池田信夫氏の1/24付けアゴラ記事「アイヌは『先住民族』ではない」へのコメントです。


アイヌの問題は、明治以降の北海道への移住者増加による先住者(これをアイヌと呼んでいる)の困窮で、「旧土人保護法」などが問題視されているのだと思います。

社会問題を議論する際は、その問題が生じている部分にフォーカスすべきであって、はるか昔にさかのぼる議論では、「人類みな兄弟」になってしまうのではないでしょうか。

まあ、学問的な議論を封印してしまうのであれば、これは乱暴というものですが、なぜツイッターみたいな場で発言したかは少々疑問でもあります。


返信がついております。

星光

件のツィートの文脈がわからないのでなんとも言えませんが、デマや流言飛語の類でないのであれば、学問的な議論であろうがなかろうが、言論の自由は守られるべきでしょう。

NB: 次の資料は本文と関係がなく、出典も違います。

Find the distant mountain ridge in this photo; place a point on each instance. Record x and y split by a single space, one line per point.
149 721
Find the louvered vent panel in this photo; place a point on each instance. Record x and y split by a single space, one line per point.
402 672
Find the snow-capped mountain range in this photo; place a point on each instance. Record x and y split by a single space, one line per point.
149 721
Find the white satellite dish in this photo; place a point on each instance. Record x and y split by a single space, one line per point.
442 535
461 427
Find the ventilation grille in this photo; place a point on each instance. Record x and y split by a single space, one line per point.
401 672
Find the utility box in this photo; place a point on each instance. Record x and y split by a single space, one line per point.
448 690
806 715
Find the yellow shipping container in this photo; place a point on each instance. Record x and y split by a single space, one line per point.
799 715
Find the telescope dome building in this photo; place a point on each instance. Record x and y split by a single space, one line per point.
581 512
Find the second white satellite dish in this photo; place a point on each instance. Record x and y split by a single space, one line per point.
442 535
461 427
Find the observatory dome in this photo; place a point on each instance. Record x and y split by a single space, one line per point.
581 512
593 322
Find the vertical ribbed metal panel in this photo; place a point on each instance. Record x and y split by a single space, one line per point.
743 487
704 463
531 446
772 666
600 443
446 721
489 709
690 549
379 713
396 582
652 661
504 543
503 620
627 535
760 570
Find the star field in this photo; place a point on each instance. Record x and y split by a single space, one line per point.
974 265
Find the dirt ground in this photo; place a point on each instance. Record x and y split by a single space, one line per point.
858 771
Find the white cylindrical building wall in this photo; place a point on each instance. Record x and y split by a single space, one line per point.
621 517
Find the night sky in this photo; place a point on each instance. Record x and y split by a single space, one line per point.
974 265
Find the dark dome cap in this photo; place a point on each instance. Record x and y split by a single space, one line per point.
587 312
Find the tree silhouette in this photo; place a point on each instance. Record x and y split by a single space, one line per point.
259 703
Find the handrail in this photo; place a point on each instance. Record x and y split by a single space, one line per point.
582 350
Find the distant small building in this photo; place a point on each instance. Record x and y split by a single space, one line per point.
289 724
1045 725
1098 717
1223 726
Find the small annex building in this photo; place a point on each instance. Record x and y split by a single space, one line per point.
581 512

ツィートの目的がなんであれ、そこに書いてあることだけで内容の可否を判断すべきです。


瀬尾 雄三

星光さん
> デマや流言飛語の類でないのであれば、学問的な議論であろうがなかろうが、言論の自由は守られるべきでしょう。...ツィートの目的がなんであれ、そこに書いてあることだけで内容の可否を判断すべきです。

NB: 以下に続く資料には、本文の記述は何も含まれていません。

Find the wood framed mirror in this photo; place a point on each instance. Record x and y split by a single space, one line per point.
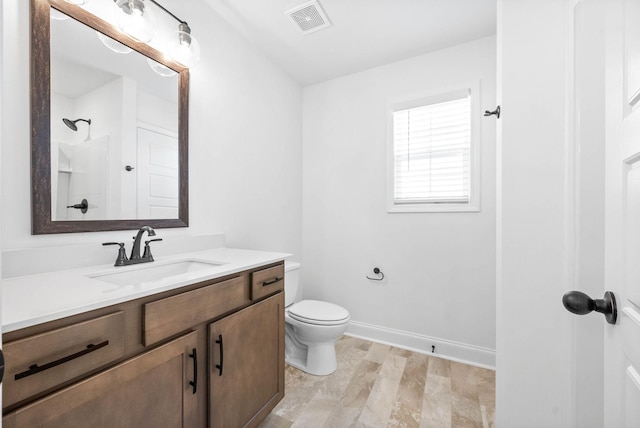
88 179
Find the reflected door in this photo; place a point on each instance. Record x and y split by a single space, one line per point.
157 174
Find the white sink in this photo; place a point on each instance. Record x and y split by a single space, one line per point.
151 272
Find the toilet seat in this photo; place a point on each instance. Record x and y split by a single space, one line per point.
318 313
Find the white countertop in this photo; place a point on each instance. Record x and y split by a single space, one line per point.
35 299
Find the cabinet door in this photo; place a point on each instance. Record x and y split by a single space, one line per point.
246 366
150 390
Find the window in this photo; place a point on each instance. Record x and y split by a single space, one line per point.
431 154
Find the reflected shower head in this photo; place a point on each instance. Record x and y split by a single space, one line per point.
72 123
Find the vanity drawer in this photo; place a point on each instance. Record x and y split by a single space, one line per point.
267 281
167 317
37 363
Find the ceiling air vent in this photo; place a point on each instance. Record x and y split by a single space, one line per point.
309 17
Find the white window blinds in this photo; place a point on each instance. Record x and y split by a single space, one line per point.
431 148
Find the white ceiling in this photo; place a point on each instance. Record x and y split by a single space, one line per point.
364 34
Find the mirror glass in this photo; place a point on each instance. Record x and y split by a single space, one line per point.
114 155
118 147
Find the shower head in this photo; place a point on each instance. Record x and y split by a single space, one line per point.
72 123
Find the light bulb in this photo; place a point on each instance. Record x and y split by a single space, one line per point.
136 19
112 44
185 48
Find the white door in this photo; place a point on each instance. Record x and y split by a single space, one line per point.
157 174
622 228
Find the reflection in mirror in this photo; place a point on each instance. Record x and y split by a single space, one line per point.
114 130
109 127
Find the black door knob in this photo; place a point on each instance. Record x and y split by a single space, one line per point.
581 304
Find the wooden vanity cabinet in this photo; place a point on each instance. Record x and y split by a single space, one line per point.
246 364
151 390
145 375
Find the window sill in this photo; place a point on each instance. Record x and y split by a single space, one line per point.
432 208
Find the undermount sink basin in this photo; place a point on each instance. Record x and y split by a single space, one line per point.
151 272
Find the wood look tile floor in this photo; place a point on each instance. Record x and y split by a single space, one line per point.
377 385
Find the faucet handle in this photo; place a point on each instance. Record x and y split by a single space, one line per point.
122 254
147 249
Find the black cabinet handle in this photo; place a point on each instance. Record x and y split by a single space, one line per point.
194 382
221 365
271 282
37 369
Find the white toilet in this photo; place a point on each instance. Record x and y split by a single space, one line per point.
311 328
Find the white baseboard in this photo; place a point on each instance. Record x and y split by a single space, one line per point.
450 350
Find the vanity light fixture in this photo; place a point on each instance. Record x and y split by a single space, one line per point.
136 19
71 124
185 49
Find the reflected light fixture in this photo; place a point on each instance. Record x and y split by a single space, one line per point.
161 69
136 19
57 15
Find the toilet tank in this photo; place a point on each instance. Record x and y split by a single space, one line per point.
291 282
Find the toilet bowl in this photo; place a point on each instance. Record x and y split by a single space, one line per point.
311 328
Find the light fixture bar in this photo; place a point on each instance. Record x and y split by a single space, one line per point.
165 9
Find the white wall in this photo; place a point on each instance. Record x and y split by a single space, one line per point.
440 267
245 140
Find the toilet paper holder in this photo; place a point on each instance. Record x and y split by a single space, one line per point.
377 271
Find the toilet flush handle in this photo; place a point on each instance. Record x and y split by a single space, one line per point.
377 271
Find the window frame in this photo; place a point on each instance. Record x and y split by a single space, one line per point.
435 97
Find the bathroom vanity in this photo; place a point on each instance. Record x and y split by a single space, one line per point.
201 343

このご主張ですが、「ツイッターが不適切」との私の主張は、元エントリーの以下の主張に対応してのものであり、この手の微妙な問題を扱う学問的な議論にツイッターを使うことは疑問であるとの認識を示したものです。

池田信夫氏
> これは歴史的事実の問題だから、政治的に処分するのではなく、学問的に議論すべきだ。

この手の問題が難しいのは、塩川仲明著「民族とネイション―ナショナリズムという難問」でも紹介されているように、『民族』の定義があいまいなことで、塩川氏の『エスニシティ』の定義がこの問題を扱うに適切ではないかと思います。

> エスニシティ:国家・政治とのかかわりを括弧に入れて、血縁ないし先祖・言語・宗教・生活習慣・文化などに関して、「われわれは○○を共有する仲間だ」という意識―逆にいえば、「(われわれでない)彼ら」はそうした共通性の外にある「他者」だという意識―が広まっている集団を示す

この定義でも問題であるのは、血縁を重視するか文化を重視するかという点で開きをもっていることで、DNAという血縁のみでの議論は偏った議論になってしまいます。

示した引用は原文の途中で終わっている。